J’eus envie de passer un peu de temps à la
bibliothèque, pour me détendre, avant de rentrer chez Monsieur Éric et me faire
dégommer. Mathilde, elle, avait opté pour la salle de télé. Malheureusement
pour nous, le Directeur vint nous chercher durant nos moments de détente
respectifs et nous en priva. Il nous amena jusque dans ses appartements et
ferma la porte.
-
Allez au coin,
toutes les deux ! Il faut que je me calme, sinon je vais vous
massacrer !
Nous
nous exécutâmes, penaudes. Nous n’avions pas forcément envie de faire de vague,
vu l’état de monsieur le Directeur.
-
Je vous ai déjà
reprises hier, gronda-t-il, et je pensais vraiment vous avoir reprises bien
comme il faut…
-
Oui
Monsieur ! dit Mathilde.
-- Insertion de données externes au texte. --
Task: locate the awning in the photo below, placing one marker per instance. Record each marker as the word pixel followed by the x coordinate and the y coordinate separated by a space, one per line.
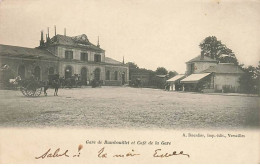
pixel 194 78
pixel 175 78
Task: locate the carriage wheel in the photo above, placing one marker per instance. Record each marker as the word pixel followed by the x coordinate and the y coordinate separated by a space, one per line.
pixel 31 89
pixel 23 90
pixel 38 91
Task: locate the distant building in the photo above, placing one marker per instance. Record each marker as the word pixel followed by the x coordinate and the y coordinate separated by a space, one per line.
pixel 140 78
pixel 66 56
pixel 207 75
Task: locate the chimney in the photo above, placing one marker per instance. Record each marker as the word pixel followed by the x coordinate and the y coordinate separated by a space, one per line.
pixel 202 55
pixel 98 42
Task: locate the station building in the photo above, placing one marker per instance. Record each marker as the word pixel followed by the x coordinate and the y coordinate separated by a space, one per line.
pixel 63 55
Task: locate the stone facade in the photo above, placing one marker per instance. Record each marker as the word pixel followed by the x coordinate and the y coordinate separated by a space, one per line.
pixel 66 56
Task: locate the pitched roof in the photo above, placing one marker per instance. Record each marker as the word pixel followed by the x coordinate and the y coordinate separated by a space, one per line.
pixel 16 51
pixel 77 41
pixel 200 59
pixel 112 61
pixel 175 78
pixel 225 68
pixel 194 78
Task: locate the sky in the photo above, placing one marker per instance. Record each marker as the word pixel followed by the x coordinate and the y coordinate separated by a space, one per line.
pixel 150 33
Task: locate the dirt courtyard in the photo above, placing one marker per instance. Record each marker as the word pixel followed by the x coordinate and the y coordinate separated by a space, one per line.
pixel 124 107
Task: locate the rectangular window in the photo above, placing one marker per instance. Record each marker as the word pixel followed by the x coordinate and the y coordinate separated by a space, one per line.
pixel 84 56
pixel 97 58
pixel 68 55
pixel 116 75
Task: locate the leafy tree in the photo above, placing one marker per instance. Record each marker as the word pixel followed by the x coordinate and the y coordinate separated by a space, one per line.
pixel 172 74
pixel 214 49
pixel 161 71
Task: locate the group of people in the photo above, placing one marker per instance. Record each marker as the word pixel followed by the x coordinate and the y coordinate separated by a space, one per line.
pixel 55 84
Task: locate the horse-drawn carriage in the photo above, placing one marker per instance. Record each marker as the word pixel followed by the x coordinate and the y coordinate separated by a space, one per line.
pixel 32 88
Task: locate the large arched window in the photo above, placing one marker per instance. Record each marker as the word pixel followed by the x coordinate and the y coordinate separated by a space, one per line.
pixel 84 56
pixel 107 75
pixel 97 58
pixel 68 72
pixel 97 74
pixel 116 75
pixel 84 75
pixel 21 71
pixel 37 73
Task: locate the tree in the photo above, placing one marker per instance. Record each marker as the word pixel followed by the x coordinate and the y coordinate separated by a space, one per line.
pixel 132 65
pixel 161 71
pixel 214 49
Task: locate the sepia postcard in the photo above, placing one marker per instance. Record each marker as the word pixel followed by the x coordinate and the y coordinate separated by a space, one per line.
pixel 129 82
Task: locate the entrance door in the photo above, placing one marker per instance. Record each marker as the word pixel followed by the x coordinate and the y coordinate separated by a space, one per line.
pixel 21 71
pixel 68 72
pixel 83 75
pixel 97 74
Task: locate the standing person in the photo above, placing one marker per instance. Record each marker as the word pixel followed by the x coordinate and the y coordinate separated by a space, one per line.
pixel 46 87
pixel 56 84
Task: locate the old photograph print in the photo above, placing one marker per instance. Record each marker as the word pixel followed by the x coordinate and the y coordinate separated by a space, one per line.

Je vous jure qu’on n’a rien fait !
-
Alors pourquoi
est-ce que vous sentez la cigarette ?! Pourquoi ?!
-
On n’a pas fumé,
Monsieur ! protestai-je. J’vous jure !
-
Alors
expliquez-moi ! Expliquez-moi pourquoi vous sentez autant le tabac !
Répondre
serait dénoncer nos copines. Le dilemme était cornélien. Je n’avais absolument
pas envie d’avoir une nouvelle fois mal aux fesses, surtout avec les stigmates
des jours précédents ! Cependant, je me tus ; et Mathilde aussi.
-
Bien ! gronda
le Directeur. Vous ne voulez pas parler ?! Parfait !
-
Pas la fessée,
Monsieur ! pria Mathilde. Je vous en prie…
-
Tu sais quoi,
Mathilde ? Je suis fatigué. Je suis vraiment fatigué ! C’est la
première fois que j’ai des élèves aussi entêtées et aussi déterminées à défier
l’autorité, même avec les fesses ecchymosées ! Donc maintenant, ça va être
très simple, vous allez venir prendre le téléphone et appeler immédiatement vos
familles pour leur raconter combien vous êtes insupportables, et leur demander de
venir en discuter avec moi !
-
Non, Monsieur !
priai-je, les larmes me montant aux yeux. Je vous en prie, ne faîtes pas ça !
Je
préférais mille fois recevoir la fessée de ma vie plutôt qu’avoir à appeler mon frère.
-
Dans ce cas, dîtes-moi
la vérité !
-
On…on a juste
traîné avec Florentine, Charline et Eva ! avoua Mathilde, en larmes à l’idée
de devoir affronter ses parents au téléphone. Elles fument en cachette depuis
la rentrée et nous l’avons découvert cette après-midi, on traînait avec elles pour
la première fois et… oh pitié, Monsieur, ne composez pas le numéro de nos
familles ! J’vous en supplie !
Le
Directeur marqua un temps de silence, soupira puis reprit d’une voix plus douce :
-
Quittez le coin
et venez vous asseoir sur le canapé.
Nous
nous exécutâmes, les mines perplexes.
-
Mon but était de
découvrir la vérité et pour cela, je voulais vous pousser dans vos retranchements.
-
Quoi ? m’étonnai-je
en essuyant ses larmes. Tout ça, c’était du bluff ?
Monsieur
Éric eut un sourire en coin puis dit :
-
Vous auriez quand
même reçu une très bonne fessée si vous étiez fautives !
-
Monsieur, rétorqua
Mathilde, s’il vous plaît, ne dîtes pas aux filles qu’on les a balancées, il y
aura sûrement des représailles…
-
Vous allez me donner
toutes les informations nécessaires et je m’arrangerai pour qu’elles soient
prises en flagrant délit et sans aucun lien avec vous. D’accord ?
Ma
meilleure amie et moi soupirâmes de soulagement.
-
Maintenant, préparez-vous
à aller dormir et tâchez de vous tenir à l’écart des bêtises, comme de celles
qui en font !
La soirée fut beaucoup plus douce pour nous, malgré cette
pointe de culpabilité qui me rongeait. Mathilde avait cédé et je me sentais mal
vis-à-vis de ça...
A suivre…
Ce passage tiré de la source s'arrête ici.